Cable is expected to lose 4.5m subscribers over the next five years, with losses slowly decreasing and expecting to stabilise, from -3.9% year-on-year in 2021 to just -0.8% in 2026, shrinking at a -2.1% CAGR.
"By this point, cable distribution is expected to be nearly synonymoU.S.with broadband double-play, meaning that for many of these households there will be little difference between a cable and an effective IPTV home. Indeed, the underlying technologies driving cable and IPTV television continue to move closer together."
VOD usage in particular means that an increasing amount of viewing by cable subscribers is of content delivered through IP—in essence the end product that consumers use is rapidly becoming "an indistinguishable proposition".
Performance of these two platforms is therefore driven more by the proposition than the technology behind the platform.
IPTV Struggling To Standstill
IPTV is expected to decline at a -6.4% CAGR over the next five years, which PwC says largely results from decisions made by platform-owners. This should be considered alongside global trends in the IPTV sector, where in terms of subscriptions, IPTV is outperforming cable, generally due to the efficiencies of a data-first infrastructure strategy.

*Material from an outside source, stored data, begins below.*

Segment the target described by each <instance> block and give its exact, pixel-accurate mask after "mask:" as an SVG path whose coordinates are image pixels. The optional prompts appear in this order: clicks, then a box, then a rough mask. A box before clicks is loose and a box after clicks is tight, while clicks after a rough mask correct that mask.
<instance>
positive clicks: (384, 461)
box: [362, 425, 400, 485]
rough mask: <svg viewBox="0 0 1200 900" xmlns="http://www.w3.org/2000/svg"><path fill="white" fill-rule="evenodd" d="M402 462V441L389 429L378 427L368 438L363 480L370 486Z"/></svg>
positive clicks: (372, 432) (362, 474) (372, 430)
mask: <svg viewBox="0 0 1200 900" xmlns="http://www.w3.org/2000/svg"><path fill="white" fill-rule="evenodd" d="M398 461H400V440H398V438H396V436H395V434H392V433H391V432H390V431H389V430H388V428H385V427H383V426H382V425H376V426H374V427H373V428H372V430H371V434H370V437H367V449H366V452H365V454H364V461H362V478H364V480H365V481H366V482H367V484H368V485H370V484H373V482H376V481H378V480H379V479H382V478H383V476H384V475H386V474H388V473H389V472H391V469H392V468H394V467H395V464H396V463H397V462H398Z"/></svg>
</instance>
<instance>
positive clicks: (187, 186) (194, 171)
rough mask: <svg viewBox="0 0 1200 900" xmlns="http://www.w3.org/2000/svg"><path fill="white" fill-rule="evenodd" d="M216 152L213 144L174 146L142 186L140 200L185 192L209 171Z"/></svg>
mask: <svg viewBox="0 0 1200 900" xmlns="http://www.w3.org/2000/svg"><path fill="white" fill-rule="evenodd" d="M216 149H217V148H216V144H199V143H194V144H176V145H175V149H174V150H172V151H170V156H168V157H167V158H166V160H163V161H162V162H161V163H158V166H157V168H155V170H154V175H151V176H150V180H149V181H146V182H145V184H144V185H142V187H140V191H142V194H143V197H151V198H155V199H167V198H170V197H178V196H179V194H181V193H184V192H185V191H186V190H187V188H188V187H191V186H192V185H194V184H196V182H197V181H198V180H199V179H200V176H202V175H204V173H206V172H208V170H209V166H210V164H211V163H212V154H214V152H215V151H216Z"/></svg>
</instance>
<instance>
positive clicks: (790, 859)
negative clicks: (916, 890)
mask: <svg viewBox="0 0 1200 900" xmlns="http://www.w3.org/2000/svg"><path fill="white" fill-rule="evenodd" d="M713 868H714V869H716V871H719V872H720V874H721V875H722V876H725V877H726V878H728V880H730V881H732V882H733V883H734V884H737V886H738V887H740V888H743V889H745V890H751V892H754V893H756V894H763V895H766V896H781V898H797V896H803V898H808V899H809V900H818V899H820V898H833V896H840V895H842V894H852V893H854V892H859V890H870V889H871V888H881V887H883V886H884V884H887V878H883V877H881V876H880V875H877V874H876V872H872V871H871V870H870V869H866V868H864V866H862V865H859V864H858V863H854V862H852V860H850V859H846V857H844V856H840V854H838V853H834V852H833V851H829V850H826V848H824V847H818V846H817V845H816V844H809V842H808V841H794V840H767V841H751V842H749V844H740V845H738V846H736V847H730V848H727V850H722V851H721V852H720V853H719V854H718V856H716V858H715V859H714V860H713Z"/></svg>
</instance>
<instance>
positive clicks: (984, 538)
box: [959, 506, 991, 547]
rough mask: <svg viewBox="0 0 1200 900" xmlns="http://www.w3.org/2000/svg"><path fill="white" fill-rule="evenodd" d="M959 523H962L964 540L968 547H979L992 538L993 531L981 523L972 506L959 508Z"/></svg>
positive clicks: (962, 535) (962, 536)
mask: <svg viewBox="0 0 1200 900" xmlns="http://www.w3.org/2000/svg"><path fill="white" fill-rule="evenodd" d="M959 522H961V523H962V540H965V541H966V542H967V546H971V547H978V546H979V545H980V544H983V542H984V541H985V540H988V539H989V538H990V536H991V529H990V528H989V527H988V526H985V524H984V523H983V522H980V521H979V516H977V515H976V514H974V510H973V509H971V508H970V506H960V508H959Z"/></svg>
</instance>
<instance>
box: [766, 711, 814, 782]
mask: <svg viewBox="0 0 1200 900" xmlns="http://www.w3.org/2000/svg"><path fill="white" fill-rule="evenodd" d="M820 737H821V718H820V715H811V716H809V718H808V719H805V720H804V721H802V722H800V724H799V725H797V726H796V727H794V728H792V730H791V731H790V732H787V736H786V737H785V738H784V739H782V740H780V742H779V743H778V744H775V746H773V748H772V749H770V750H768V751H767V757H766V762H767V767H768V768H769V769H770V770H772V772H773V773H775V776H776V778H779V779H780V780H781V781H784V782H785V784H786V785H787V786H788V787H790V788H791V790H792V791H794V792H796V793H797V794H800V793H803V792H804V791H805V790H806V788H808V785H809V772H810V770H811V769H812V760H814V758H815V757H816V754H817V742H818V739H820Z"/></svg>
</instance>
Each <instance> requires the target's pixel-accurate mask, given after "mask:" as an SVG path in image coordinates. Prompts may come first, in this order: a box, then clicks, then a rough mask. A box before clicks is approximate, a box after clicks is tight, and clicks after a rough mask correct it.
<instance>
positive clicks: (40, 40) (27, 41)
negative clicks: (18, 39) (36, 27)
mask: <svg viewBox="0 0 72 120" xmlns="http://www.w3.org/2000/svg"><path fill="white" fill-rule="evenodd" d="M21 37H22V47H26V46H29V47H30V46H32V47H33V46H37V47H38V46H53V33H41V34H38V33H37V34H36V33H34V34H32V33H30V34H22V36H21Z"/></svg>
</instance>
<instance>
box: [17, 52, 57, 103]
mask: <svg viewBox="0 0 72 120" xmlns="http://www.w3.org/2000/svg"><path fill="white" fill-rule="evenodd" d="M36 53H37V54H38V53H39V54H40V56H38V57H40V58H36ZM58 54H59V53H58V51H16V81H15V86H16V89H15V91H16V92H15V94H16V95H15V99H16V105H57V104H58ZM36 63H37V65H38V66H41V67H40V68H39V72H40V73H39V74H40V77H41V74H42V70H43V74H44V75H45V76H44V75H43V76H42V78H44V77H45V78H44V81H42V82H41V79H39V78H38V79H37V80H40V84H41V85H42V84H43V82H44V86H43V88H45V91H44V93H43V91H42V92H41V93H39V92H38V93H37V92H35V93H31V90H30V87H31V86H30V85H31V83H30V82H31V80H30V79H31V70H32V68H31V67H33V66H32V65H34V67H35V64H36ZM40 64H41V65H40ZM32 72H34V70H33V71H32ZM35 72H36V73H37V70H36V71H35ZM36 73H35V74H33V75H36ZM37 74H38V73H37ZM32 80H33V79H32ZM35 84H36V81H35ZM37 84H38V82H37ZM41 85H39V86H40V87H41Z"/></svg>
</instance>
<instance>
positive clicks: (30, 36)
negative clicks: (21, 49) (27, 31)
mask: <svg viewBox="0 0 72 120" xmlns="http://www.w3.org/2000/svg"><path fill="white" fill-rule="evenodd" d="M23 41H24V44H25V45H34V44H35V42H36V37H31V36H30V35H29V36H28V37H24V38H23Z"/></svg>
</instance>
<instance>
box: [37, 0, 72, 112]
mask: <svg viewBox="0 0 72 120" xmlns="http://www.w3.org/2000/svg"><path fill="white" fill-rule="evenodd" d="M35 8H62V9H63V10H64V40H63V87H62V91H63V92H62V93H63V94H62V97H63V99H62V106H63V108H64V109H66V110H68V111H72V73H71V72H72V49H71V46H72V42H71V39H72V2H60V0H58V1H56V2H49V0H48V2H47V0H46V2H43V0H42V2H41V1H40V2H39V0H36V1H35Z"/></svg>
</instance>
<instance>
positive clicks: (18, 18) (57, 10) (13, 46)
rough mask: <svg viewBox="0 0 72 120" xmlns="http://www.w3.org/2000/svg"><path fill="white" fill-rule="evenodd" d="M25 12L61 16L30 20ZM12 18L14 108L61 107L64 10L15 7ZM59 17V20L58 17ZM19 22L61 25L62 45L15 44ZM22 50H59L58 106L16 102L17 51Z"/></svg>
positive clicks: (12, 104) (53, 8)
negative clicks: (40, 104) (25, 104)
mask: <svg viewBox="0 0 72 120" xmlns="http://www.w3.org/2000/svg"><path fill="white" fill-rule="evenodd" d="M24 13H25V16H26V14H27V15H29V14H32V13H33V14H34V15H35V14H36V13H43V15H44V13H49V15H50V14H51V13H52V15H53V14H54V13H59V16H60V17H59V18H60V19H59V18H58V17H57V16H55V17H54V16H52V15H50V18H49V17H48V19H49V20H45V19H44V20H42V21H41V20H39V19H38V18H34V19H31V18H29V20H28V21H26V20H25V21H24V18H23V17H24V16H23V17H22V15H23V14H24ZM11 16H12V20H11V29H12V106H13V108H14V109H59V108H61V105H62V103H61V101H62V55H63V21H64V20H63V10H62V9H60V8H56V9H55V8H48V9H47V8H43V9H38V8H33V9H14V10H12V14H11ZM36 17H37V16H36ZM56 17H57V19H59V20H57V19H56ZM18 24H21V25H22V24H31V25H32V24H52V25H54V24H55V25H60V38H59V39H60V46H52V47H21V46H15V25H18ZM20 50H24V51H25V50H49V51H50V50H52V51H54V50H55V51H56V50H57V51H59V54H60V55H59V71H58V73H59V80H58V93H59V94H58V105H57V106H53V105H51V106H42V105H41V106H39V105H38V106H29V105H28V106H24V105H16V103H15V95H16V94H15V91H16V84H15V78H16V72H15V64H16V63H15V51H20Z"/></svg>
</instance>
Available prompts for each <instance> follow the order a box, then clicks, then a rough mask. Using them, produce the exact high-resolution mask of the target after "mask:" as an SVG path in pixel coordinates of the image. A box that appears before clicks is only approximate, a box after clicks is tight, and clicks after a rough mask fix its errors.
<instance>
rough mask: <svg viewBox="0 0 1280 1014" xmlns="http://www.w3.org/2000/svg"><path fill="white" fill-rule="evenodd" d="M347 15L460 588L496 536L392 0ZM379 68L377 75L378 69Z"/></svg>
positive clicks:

"It is notable that while the largest IPTV player, Verizon's Fios, has churned some pay-TV subscribers, this is to a much-lesser degree than overall IPTV performance and is expected to stabilise over the next few years."
Other Key Points from the Report
The next generation of broadcast TV, known as ATSC 3.0, will reach 75% of households across the U.S. in 2022. ATSC say that 3 million ATSC 3.0 TVs were sold in the 12 months to January 2022 and they estimate a further 4.5 million will sell in 2022.
The U.S. is by far the world's biggest internet access market, with revenue totalling $200.8 billion in 2021, some way ahead of the second-largest market, mainland China, where total revenue was $158.6 billion in 2021.
The mobile sector is the fastest-growing part of the U.S. market, with an increase at a 4.3% CAGR predicted, compared with an increase at a 3.9% CAGR for the fixed broadband sector.
Mobile internet access revenue, which accounts for just over two-thirds of the market, was $135.4 billion in 2021 and will reach $166.8 billion by 2026.
Despite increasing interest rates, the stock market decline in the tech sector and a potential recession, M&A business among media and telcos is heating up.